Older windows can be a significant source of energy loss. If your windows have experienced wear and tear over the years, they may have air leaks resulting from gaps or cracks around the frame. They may also only be single-pane windows, which means that air is more likely to pass through. As a result, you’re losing heat during the winter and air-conditioned air during the summer while outdoor air is coming in.

If your windows are more than ten years old, consider replacing them with newer energy-efficient ones that feature insulated frames and double or triple panes filled with an inert gas like argon. This will help keep the air generated by your HVAC system from escaping outside, and it will also prevent outdoor air from entering your home.

To ensure that your new windows are as energy efficient as possible, look for the Energy Star rating. According to the Department of Energy, you can save as much as $125 to $465 dollars on energy costs per year simply by upgrading to Energy Star-rated windows.

Upgrade Your Siding

If you have an older home, chances are good that your siding is made of wood, vinyl, or stucco—all of these materials aren’t as energy efficient as they could be.

To increase your home’s energy efficiency, consider investing in insulated siding. This type of siding not only has a layer of insulation built-in, but it also has a tighter fit than traditional siding. This means that there is less space for outdoor air to enter your home while indoor air is kept inside. In addition to helping cut down on energy costs by reducing energy waste, higher-quality insulated siding can also cut down on noise coming from outside.
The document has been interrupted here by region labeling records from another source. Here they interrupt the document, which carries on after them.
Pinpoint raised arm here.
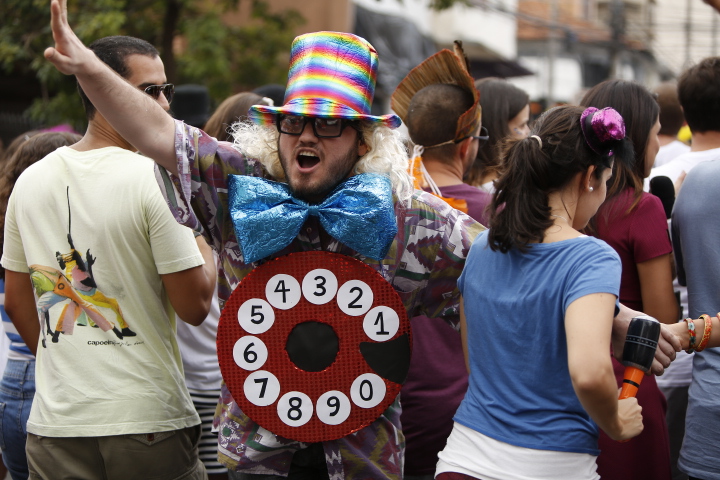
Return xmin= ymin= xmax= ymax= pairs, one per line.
xmin=45 ymin=0 xmax=177 ymax=173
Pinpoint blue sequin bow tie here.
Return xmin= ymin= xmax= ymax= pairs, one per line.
xmin=228 ymin=173 xmax=397 ymax=263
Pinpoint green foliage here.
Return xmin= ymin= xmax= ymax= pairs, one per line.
xmin=375 ymin=0 xmax=471 ymax=10
xmin=178 ymin=1 xmax=303 ymax=99
xmin=0 ymin=0 xmax=304 ymax=130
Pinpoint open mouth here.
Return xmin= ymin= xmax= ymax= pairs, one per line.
xmin=297 ymin=152 xmax=320 ymax=169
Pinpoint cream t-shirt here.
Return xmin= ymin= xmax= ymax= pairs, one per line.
xmin=2 ymin=147 xmax=203 ymax=437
Installing energy-efficient siding isn’t just good for the environment and your wallet—it can also improve your home’s curb appeal. There are many different types of insulated siding available, so you’re sure to find a style that complements the look of your home.

Upgrade Your Roof

The roof of your home is one of the most critical components when evaluating energy efficiency. If you have an old or damaged roof, it could be costing you money in energy bills every month. Replacing your old roof with a new one made from energy-efficient materials is a great way to reduce heat loss in the winter and keep your home cool in the summer.
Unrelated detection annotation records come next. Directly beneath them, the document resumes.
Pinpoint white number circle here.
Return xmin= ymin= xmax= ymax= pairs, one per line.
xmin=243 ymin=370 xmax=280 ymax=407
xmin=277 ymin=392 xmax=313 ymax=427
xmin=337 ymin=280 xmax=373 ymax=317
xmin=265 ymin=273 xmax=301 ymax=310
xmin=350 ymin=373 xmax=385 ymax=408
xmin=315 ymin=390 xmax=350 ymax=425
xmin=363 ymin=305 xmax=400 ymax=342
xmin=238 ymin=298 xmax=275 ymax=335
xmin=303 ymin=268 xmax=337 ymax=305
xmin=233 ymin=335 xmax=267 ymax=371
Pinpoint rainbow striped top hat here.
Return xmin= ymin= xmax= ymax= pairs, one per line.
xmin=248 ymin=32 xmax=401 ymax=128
There are a lot of ways that a new roof can improve your home’s energy efficiency. For example, if you live in a colder climate, darker-colored shingles will help absorb heat, whereas lighter-colored shingles help reflect heat, making them perfect for a warmer climate. Additionally, newer roofing materials are much more durable and less likely to be damaged or torn off by the wind, which means your roof will be less vulnerable to the weather.
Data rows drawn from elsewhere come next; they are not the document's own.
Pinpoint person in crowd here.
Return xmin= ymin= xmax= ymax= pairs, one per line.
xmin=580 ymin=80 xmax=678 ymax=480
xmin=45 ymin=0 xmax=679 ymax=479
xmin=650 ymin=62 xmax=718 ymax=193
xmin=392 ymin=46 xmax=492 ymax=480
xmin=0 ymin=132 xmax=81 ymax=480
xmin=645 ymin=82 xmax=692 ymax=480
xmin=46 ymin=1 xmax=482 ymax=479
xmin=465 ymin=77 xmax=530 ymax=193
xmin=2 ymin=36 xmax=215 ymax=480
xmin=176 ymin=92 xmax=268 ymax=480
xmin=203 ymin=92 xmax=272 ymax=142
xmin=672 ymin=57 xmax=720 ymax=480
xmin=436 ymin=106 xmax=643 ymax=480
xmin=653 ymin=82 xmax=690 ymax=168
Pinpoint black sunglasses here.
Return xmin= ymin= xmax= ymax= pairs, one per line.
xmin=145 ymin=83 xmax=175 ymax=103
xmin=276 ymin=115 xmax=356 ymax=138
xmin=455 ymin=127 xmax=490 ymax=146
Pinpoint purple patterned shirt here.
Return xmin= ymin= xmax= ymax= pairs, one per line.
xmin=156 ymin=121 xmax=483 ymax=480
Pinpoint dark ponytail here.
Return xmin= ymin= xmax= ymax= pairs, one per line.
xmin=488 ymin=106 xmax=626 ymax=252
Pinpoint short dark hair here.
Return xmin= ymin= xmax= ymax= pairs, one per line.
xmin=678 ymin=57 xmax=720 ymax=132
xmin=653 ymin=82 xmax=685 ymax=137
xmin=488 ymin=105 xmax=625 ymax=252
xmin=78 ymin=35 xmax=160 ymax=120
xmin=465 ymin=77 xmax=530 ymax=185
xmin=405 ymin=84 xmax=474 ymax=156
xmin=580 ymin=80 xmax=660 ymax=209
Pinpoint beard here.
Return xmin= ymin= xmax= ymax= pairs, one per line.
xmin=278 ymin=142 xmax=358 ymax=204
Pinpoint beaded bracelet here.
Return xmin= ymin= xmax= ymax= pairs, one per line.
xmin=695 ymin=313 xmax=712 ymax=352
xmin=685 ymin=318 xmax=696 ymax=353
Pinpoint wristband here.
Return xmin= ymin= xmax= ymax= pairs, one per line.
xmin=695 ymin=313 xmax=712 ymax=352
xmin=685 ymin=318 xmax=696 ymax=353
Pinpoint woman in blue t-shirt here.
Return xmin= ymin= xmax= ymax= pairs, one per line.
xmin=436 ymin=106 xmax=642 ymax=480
Improve Your Home’s Energy Efficiency By Investing In Exterior Upgrades

Investing in exterior upgrades for your home can have a major impact on its energy efficiency. By replacing old windows, siding, and roofing materials with newer, more energy-efficient materials, you’ll be able to reduce the amount of energy that is wasted through air leakage and insulation issues. Not only will this save you money on your energy bills, but it could also improve the look of your home.